Fajri menambahkan, masyarakat sipil menjadi pilar kekuatan ke-empat dalam demokrasi. Karena itulah, kelompok ini perlu mengambil peran lebih ketika dua kekuasaan bersatu untuk kepentingan politik praktis. Peran ini dinilai menjadi kekuatan penyeimbang, dan bisa dilakukan melalui jalur hukum formal maupun membangun opini publik.
Masyarakat sipil juga harus menyampaikan pesan jelas kepada KPK, agar tetap menjalankan tugas dan fungsinya seprofesional mungkin. Langkah ini penting agar agenda pemberantasan korupsi, di mana KPK menjadi ujung tombak, tidak terganggu.
“Kita bisa mengambil peran masing-masing untuk saling mendukung agar agenda pemberantasan korupsi ini tidak dibajak oleh sekelompok orang yang tidak bertanggung jawab,” kata Fajri.
Pakar hukum tata negara UGM, Oce Madril dalam sebuah pernyataan sikap sebelumnya mengatakan, terbuka kemungkinan revisi ini dibatalkan. Faktor terkuat dari kemungkinan itu adalah karena prosedur yang dilaluinya, cacat secara formil.
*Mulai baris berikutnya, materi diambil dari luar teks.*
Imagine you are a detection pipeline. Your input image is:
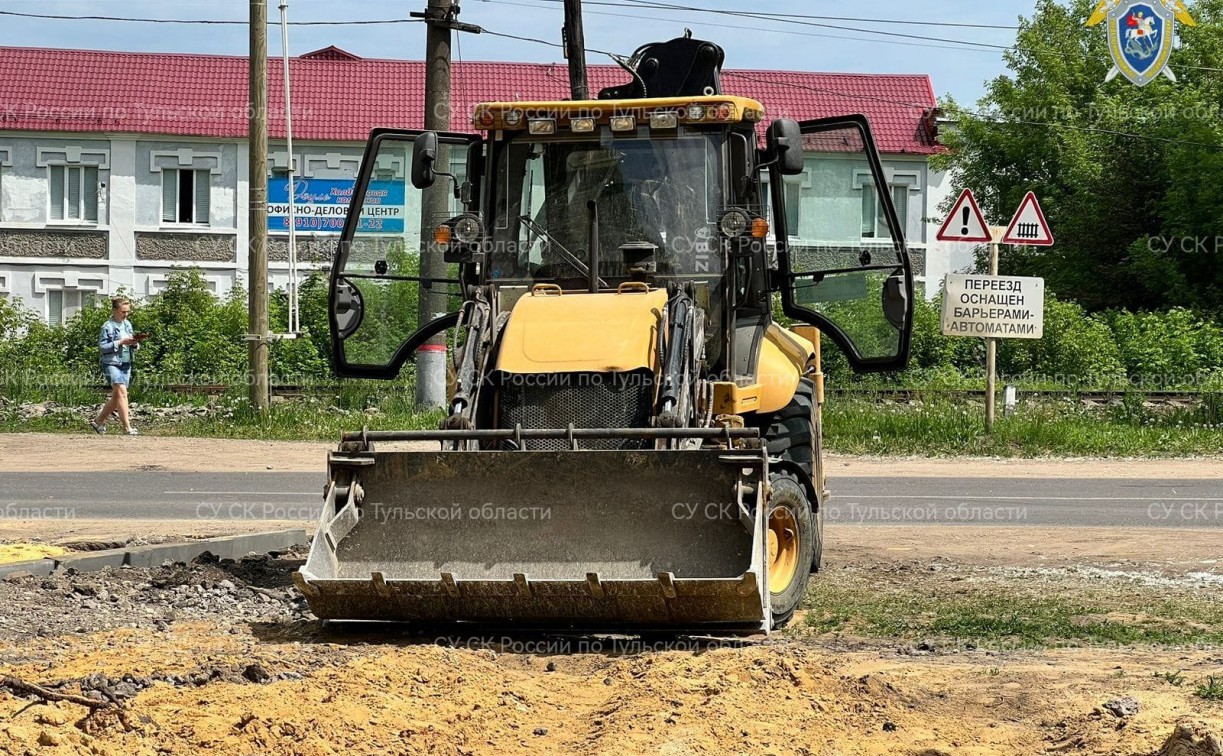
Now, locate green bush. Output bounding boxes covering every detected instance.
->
[0,261,1223,396]
[998,296,1125,388]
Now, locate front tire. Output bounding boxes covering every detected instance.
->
[768,472,819,628]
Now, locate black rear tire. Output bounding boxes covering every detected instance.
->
[763,378,816,476]
[768,472,818,628]
[762,378,824,573]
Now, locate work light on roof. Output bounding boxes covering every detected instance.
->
[527,119,556,137]
[612,115,637,131]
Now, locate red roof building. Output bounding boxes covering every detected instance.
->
[0,46,938,155]
[0,46,947,322]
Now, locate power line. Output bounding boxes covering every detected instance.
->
[479,0,1012,53]
[525,0,1019,31]
[604,0,1007,49]
[0,11,424,26]
[723,71,1223,149]
[479,0,1223,73]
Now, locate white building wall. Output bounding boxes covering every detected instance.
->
[0,132,944,317]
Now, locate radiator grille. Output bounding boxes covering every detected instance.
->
[500,371,654,451]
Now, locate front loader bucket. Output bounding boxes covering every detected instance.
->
[296,450,770,632]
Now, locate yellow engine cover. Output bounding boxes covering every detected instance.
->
[497,287,667,374]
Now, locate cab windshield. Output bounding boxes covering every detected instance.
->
[489,132,724,286]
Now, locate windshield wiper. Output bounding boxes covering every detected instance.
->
[519,215,608,289]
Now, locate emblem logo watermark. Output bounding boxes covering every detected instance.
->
[1087,0,1197,87]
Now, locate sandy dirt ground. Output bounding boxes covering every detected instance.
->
[0,433,1223,480]
[0,434,1223,756]
[0,624,1223,756]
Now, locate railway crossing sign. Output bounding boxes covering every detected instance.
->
[1002,192,1053,247]
[937,190,993,243]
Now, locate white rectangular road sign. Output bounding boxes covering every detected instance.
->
[943,273,1044,339]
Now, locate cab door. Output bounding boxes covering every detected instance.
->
[332,128,479,379]
[770,116,914,372]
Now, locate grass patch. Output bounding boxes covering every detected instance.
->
[7,376,1223,458]
[0,382,443,442]
[804,570,1223,645]
[1194,675,1223,701]
[824,396,1223,458]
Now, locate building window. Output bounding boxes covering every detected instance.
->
[48,165,98,223]
[862,181,909,239]
[161,168,212,226]
[46,289,97,325]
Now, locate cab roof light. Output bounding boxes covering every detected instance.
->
[649,110,680,128]
[610,115,637,131]
[527,119,556,137]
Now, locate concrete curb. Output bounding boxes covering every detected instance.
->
[0,528,309,579]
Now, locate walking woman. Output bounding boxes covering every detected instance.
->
[89,297,148,435]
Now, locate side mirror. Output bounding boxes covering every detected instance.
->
[767,119,804,176]
[412,131,438,190]
[883,274,909,330]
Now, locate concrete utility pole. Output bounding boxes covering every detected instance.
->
[416,0,459,410]
[986,228,1007,433]
[565,0,591,100]
[247,0,270,412]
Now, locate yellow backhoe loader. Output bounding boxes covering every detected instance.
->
[297,38,912,634]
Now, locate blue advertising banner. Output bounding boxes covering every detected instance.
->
[268,179,407,234]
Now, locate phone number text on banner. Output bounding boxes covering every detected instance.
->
[268,179,407,234]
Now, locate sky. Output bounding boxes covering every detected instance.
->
[0,0,1035,103]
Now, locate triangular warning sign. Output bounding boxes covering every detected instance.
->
[937,190,993,243]
[1002,192,1053,247]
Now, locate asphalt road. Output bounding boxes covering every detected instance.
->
[0,472,1223,528]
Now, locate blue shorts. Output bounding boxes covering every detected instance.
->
[102,362,132,385]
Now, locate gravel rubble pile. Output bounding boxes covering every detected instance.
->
[0,552,314,640]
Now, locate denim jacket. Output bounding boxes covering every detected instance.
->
[98,321,141,365]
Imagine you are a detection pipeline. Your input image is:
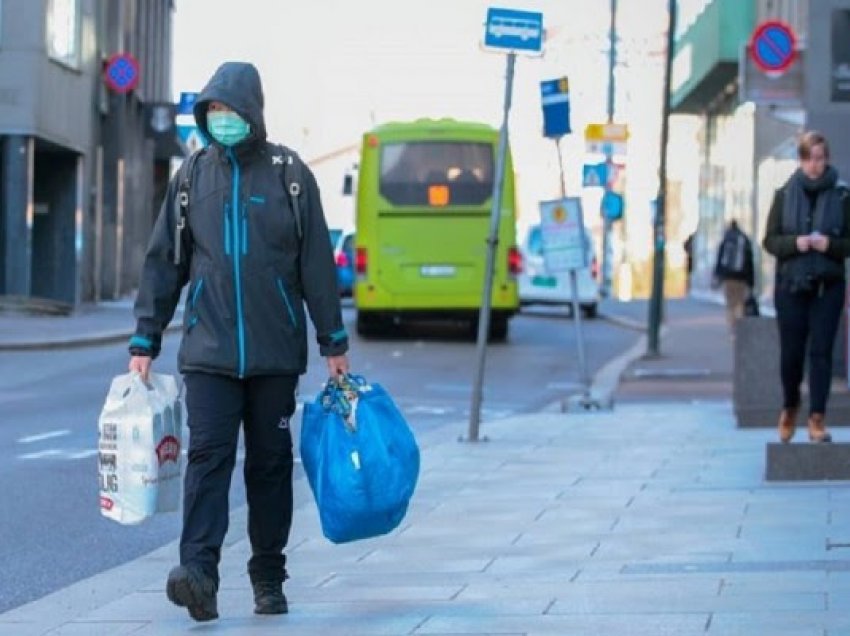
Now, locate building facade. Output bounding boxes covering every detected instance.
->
[0,0,179,308]
[671,0,816,298]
“Pelanggaran-pelanggaran prosedur atau cacat formil, itu akan menjadi bukti lanjutan di dalam sebuah gugatan hukum, apakah itu ke Mahkamah Konstitusi misalnya di tahap akhir, bahwa memang secara formil, undang-undang ini, perubahan ini, dibentuk dengan cara melanggar hukum. Dan sudah ada preseden, di mana undang-undang yang dibentuk dengan cara melanggar prosedur formil itu, akan dibatalkan secara keseluruhan oleh Mahkamah Konstitusi,” kata Oce.[ns/uh]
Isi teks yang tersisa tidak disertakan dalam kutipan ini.